(…or should I say “in the air”?)
Well, the time has finally come. Tomorrow morning we are leaving our Youth Hostel in Geneva, Switzerland at the dreaded hour of 6am to head to the airport. From here we fly to Munich, then to Philadelphia, and finally I will be arriving in Pittsburgh at 6:30pm tomorrow. It looks like my NINE country (Belgium, Rwanda, Uganda, Tanzania, Kenya, Switzerland, Italy, Germany, and France) tour of the world has come to an end.
The past two weeks in Europe have been… let’s face it, much harder than expected. I was ready for culture shock, but not to such an extreme level. It seemed that all of my friends changed, life became 10 times more expensive, and food became 100 times richer. I had mental break downs on a daily basis, diarrhea at the Pope’s summer palace, and allergy attacks from pollen overload.
Reflecting back on it, I think the roughest part of all was the fact that I changed. The place I once fit in life didn’t seem to exist anymore. In addition to that, it seemed that no one really wanted to hear my Tanzania stories. In reality, touring a medieval German castle wasn’t the best time to explain that all of the ivory being shown was a product of colonizing slave labor in Africa, and maybe speaking Swahili while others were trying to learn German/Italian was a bit confusing too. Somehow, over the past two weeks, I’ve pushed through these struggles, attempted to find my place and tried my damnedest to enjoy Europe.
Don’t get me wrong, I absolutely loved getting my science-nerd on in Europe at sites like the Vatican Observatory, Munich’s Paleontology Museum, the Einstein Museum in Bern, and CERN. Instead of just learning the “history of science” I got to take a physical tour of where these people lived; and for me especially, the added “influence of religion” was all the more fascinating. We saw beautiful cathedrals of all shapes and sizes, each of which took my breath away for different reasons.

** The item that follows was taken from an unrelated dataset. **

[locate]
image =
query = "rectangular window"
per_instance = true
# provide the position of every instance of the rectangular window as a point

Today, we went on a tour of the Gruyere Cheese Factory and Castle. I went off on my own for some time, sat in the palace gardens, and just contemplated life… These past three and a half months have been so challenging, yet I wouldn’t trade them for the world. I have grown an astronomical amount as a person, and I view my new found speculation and appreciation for things in this world as a treasure. I may not know where I want to be five years from now, next year, or even this upcoming fall semester, but that’s okay. I am nineteen years old. Theoretically I have a lifetime ahead of me to make decisions, mess up, and start all over on various paths. Instead of making a “new life plan” on a daily basis, I just need to go with the flow and make sure that I am happy. I realize that certain situations call for a serious attitude, but in general, I just want to enjoy life. I have no idea what the future holds, but for me that is all the more reason to strive for everyday happiness and general peace with my life.

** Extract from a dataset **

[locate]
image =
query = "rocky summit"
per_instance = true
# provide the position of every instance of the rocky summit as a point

In case any one was wondering, after my much anticipated two weeks home this summer, I head up to Camp Lutherlyn. Have I mentioned that this is one of my favorite places in the entire world?! Going off of my “enjoy every moment” theme for life, I will be working as the Crafts Director all summer! Yes getting a research lab position or hospital shadowing experience could be beneficial to my future, but for some reason I cannot allow myself to do that. I want to spend my summer outside in nature, enjoying the beautiful creation God has provided for us, and empowering youth to do the same. Who knows where I will end up next, but in my mind, anything is a possibility.